Hi Juzhe,
the general method seems sane and useful (it's not very complicated).
I was just distracted by
> Selector = { 0, 17, 2, 19, 4, 21, 6, 23, 8, 9, 10, 27, 12, 29, 14, 31 }, the
> common expression:
> { 0, nunits + 1, 1, nunits + 2, 2, nunits + 3, ... }
>
> For this selector, we can use vmsltu + vmerge to optimize the codegen.
because it's actually { 0, nunits + 1, 2, nunits + 3, ... } or maybe
{ 0, nunits, 0, nunits, ... } + { 0, 1, 2, 3, ..., nunits - 1 }.
Because of the ascending/monotonic? selector structure we can use vmerge
instead of vrgather.
> +/* Recognize the patterns that we can use merge operation to shuffle the
> + vectors. The value of Each element (index i) in selector can only be
> + either i or nunits + i.
> +
> + E.g.
> + v = VEC_PERM_EXPR (v0, v1, selector),
> + selector = { 0, nunits + 1, 1, nunits + 2, 2, nunits + 3, ... }
Same.
> +
> + We can transform such pattern into:
> +
> + v = vcond_mask (v0, v1, mask),
> + mask = { 0, 1, 0, 1, 0, 1, ... }. */
> +
> +static bool
> +shuffle_merge_patterns (struct expand_vec_perm_d *d)
> +{
> + machine_mode vmode = d->vmode;
> + machine_mode sel_mode = related_int_vector_mode (vmode).require ();
> + int n_patterns = d->perm.encoding ().npatterns ();
> + poly_int64 vec_len = d->perm.length ();
> +
> + for (int i = 0; i < n_patterns; ++i)
> + if (!known_eq (d->perm[i], i) && !known_eq (d->perm[i], vec_len + i))
> + return false;
> +
> + for (int i = n_patterns; i < n_patterns * 2; i++)
> + if (!d->perm.series_p (i, n_patterns, i, n_patterns)

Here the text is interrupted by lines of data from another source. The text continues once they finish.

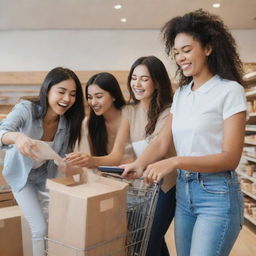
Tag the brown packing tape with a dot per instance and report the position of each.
(6, 196)
(7, 203)
(10, 232)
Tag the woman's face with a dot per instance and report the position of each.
(62, 96)
(99, 100)
(190, 55)
(141, 83)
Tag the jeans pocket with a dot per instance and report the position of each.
(214, 185)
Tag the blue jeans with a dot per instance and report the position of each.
(209, 213)
(164, 214)
(33, 201)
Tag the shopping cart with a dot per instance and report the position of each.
(141, 204)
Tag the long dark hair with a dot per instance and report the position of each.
(98, 137)
(73, 115)
(162, 95)
(210, 30)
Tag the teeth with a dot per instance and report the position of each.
(139, 90)
(63, 104)
(185, 66)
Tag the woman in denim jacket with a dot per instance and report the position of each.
(56, 118)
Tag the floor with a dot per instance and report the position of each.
(244, 246)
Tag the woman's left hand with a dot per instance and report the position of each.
(79, 159)
(155, 172)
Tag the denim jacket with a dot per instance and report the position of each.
(16, 166)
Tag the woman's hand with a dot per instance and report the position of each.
(155, 172)
(26, 146)
(80, 159)
(132, 171)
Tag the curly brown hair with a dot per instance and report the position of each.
(208, 29)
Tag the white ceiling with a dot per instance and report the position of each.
(100, 14)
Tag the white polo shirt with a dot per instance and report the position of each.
(198, 116)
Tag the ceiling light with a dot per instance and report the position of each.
(216, 5)
(118, 6)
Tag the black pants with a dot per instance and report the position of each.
(164, 214)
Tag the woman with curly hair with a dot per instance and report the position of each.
(207, 126)
(150, 100)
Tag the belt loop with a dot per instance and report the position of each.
(179, 173)
(232, 174)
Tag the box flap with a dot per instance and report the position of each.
(98, 186)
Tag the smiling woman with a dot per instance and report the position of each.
(56, 118)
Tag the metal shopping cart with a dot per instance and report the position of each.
(141, 204)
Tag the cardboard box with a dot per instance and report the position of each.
(10, 232)
(87, 219)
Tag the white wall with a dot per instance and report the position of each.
(92, 49)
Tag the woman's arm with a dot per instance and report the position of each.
(114, 158)
(228, 159)
(156, 150)
(24, 144)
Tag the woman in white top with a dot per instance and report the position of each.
(99, 130)
(207, 125)
(150, 97)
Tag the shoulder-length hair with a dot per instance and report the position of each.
(210, 30)
(162, 95)
(73, 115)
(97, 132)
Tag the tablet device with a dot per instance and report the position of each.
(111, 169)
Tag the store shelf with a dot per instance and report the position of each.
(249, 194)
(251, 219)
(244, 175)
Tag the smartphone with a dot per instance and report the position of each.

> + && !d->perm.series_p (i, n_patterns, vec_len + i, n_patterns))
> + return false;
Maybe add a comment that we check that the pattern is actually monotonic
or however you prefet to call it?
I didn't go through all tests in detail but skimmed several. All in all
looks good to me.
Regards
Robin